36th Mayor of Melbourne
- In office 1869–1870
- Preceded by: George Meares
- Succeeded by: James Dodgshun

Personal details
- Born: 13 January 1837 Birmingham, Warwickshire,
- Died: 10 December 1909 (aged 72) Melbourne, Victoria

= Cornelius Ham =

Australian politician

Cornelius Job Ham (13 January 1837 – 10 December 1909) was a politician in colonial Victoria (Australia), mayor of Melbourne 1881–82 and a member of the Victorian Legislative Council 1882–1904.

Ham born in Birmingham, Warwickshire, England, youngest son of Rev. John Ham and his wife Ann Job, née Tonkin.

In 1842 the family arrived in the Port Phillip District (colony of Victoria from 1851) and John Ham became the first pastor of Collins Street Baptist Chapel, Melbourne. Cornelius Ham's eldest brother, Jabez, was one of the first editors of The Age, Melbourne.

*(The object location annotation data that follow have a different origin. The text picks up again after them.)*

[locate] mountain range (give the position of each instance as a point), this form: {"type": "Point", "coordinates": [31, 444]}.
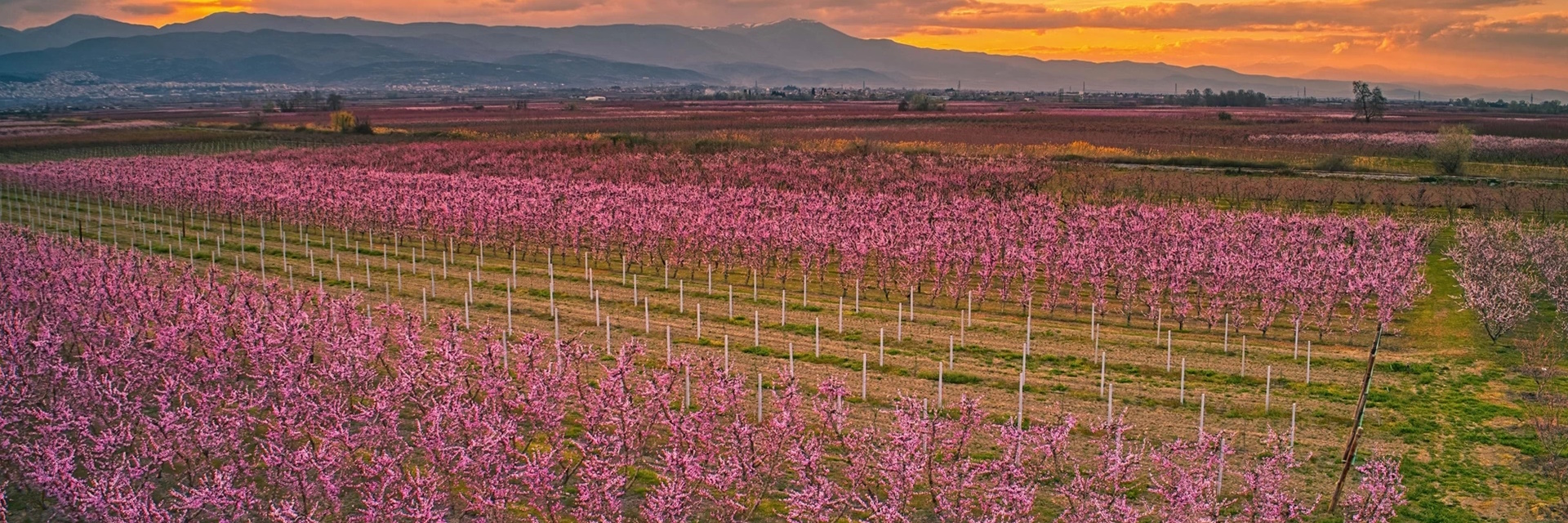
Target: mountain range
{"type": "Point", "coordinates": [358, 52]}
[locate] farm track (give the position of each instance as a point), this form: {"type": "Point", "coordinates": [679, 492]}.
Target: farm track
{"type": "Point", "coordinates": [1062, 366]}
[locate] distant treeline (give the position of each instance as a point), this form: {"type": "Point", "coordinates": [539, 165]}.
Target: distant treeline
{"type": "Point", "coordinates": [1551, 107]}
{"type": "Point", "coordinates": [1211, 98]}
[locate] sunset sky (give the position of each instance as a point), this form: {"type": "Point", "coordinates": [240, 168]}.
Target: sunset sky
{"type": "Point", "coordinates": [1520, 42]}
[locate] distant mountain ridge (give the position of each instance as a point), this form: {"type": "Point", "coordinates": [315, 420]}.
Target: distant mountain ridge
{"type": "Point", "coordinates": [787, 52]}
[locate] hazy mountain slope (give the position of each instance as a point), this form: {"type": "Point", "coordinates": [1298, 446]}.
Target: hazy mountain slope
{"type": "Point", "coordinates": [799, 52]}
{"type": "Point", "coordinates": [206, 57]}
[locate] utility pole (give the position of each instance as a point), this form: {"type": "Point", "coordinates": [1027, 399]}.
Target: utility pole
{"type": "Point", "coordinates": [1355, 427]}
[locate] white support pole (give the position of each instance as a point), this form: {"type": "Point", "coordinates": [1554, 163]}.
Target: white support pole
{"type": "Point", "coordinates": [792, 359]}
{"type": "Point", "coordinates": [1267, 387]}
{"type": "Point", "coordinates": [1102, 374]}
{"type": "Point", "coordinates": [1203, 410]}
{"type": "Point", "coordinates": [938, 385]}
{"type": "Point", "coordinates": [841, 315]}
{"type": "Point", "coordinates": [1111, 395]}
{"type": "Point", "coordinates": [817, 332]}
{"type": "Point", "coordinates": [1297, 351]}
{"type": "Point", "coordinates": [1293, 426]}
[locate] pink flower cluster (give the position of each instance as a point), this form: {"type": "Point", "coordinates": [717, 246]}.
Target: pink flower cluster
{"type": "Point", "coordinates": [1178, 262]}
{"type": "Point", "coordinates": [140, 390]}
{"type": "Point", "coordinates": [1503, 264]}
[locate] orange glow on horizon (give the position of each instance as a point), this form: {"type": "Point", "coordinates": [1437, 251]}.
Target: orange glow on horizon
{"type": "Point", "coordinates": [1402, 40]}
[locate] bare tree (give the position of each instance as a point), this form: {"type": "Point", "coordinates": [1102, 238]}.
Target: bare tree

Cornelius Ham started business as a land and estate agent in Melbourne in 1855, and was Mayor of Melbourne in 1881–82. In November 1882 he stood for Melbourne Province in the Victorian Legislative Council in opposition to the late Dr. Beaney and George Selth Coppin, and was triumphantly returned, being sworn in in December 1882 and holding the seat until May 1904. Ham accepted a seat in the James Munro Ministry without portfolio in November 1890, and was sworn of the Executive Council. Twelve months later he resigned office after voting against the Government Bill establishing the one man one vote principle, but resumed office on the measure being abandoned. In February 1892, however, when the Ministry was reconstructed under William Shiels, he left the Cabinet. He married in 1868 Hattie, daughter of John Latham, of West Virginia, U.S.A., formerly United States Consul-General in Melbourne.

Ham died in Armadale, Victoria, Australia on 10 December 1909, survived by three sons and six daughters. He was the grandfather of Ainslie Meares.